You'll note that i'm not defining it according to any of these specific
properties.  In particular, it's possible that a remote peer can use
PFS, with a cartel-issued X.509 cert, using AES-GCM and TLS 1.2, and
still be considered opportunistic.  Why?  Because if the same connection
had *not* had any of the above properties, the local networked
application would have gone ahead with the connection without them (even
to the point of making the connection in cleartext).

> We need a definition of opportunistic that distills it down to the minimum
> so we can talk about it sensibly.  The first sentence of Section 2 of
> Paul's draft is an excellent start to the definition.
> 
>    An application supports opportunistic encryption using TLS if the
>    application attempts to perform TLS negotiation without the user who
>    is running the application knowing whether or not TLS is in use.
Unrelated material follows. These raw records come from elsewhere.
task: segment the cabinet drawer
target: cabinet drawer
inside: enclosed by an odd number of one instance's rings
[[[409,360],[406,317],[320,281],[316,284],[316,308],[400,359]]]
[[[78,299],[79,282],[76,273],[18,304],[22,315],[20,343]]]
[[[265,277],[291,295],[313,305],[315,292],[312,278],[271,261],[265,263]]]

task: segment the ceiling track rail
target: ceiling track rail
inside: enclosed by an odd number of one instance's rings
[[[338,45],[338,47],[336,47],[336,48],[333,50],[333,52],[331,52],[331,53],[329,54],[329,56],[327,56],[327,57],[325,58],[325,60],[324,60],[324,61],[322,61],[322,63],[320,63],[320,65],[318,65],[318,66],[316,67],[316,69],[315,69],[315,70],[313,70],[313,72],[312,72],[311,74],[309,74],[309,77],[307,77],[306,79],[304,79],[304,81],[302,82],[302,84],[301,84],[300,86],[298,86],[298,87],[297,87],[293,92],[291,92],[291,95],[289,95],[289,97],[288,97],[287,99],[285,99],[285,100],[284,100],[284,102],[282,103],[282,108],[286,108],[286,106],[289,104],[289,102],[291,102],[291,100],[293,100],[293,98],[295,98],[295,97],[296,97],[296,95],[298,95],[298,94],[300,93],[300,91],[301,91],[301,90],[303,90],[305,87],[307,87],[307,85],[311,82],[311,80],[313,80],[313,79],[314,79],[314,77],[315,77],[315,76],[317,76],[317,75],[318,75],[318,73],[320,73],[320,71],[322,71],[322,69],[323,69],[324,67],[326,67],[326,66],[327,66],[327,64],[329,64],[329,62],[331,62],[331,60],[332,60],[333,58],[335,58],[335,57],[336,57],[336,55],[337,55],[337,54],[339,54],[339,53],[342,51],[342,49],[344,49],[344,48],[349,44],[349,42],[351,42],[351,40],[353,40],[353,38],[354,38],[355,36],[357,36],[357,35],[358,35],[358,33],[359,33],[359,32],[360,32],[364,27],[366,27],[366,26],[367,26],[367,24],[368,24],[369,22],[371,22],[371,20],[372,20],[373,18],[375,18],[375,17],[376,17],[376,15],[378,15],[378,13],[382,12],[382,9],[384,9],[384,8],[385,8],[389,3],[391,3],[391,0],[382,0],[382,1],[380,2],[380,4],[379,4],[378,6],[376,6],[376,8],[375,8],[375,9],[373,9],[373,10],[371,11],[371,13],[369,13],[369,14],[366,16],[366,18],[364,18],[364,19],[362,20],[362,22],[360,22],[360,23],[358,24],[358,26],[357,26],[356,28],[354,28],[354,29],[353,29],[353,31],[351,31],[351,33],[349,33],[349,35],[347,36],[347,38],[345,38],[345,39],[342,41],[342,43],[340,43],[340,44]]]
I think the more salient property for "opportunistic" encryption is that
it is not forced to "on", and that the connection would continue
(perhaps unencrypted) even in the presence of an active attacker.  As
such, i agree with Paul's assessment that it makes no sense to display
this state to the user -- even if they happen to be encrypted on the
current connection, a subsequent connection the same options/choices
could easily be forced to cleartext, so it is not "secure" in the
traditional sense.

If an opportunistically-encrypted HTTP client receives from the server
the following headers:

  301 Moved Permanently
  Location: https://example.org/foo

, then the server is signalling that it is moving out of opportunistic
mode, and all the normal (non-opportunistic) rules should apply to the
subsequent https:// connection, and therefore the user-facing signalling
can be displayed on these subsequent connections.

> I think this is the opportunisticky property that we need a good working
> definition.  However, in the next paragraph, sentences such as this, don't
> help:
> 
>    When an application that supports opportunistic encryption negotiates
>    TLS, that application might or might not authenticate the TLS server.
> 
> That is true, but it is irrelevant to the definition.  An opportunistic
> encryption system might also use PFS, do logging, cache keys, or any number
> of other things.  We need separate definitions for each of these, and not
> conflate them together. Otherwise, we can't make any sensible
> recommendations about opportunistic approaches, especially when different
> people conflate different things and use the same word.

I disagree that this is an unnecessary distraction, given the current
state of TLS on the web.

Many web sites fail to deploy TLS today because of one of two reasons:

 0) they have multiple sites hosted on the same webserver or CDN,
sharing an IP address, and they cannot expect all clients to offer SNI
(thanks to IE and Safari on Windows XP).

 1) they have administrators who balk at the cost or confusion or
ongoing maintenance hassle of getting an X.509 certificate from a member
of the CA cartel.

It is useful to clarify that neither of these constraints should
necessarily limit deployment of opportunistic TLS for the web.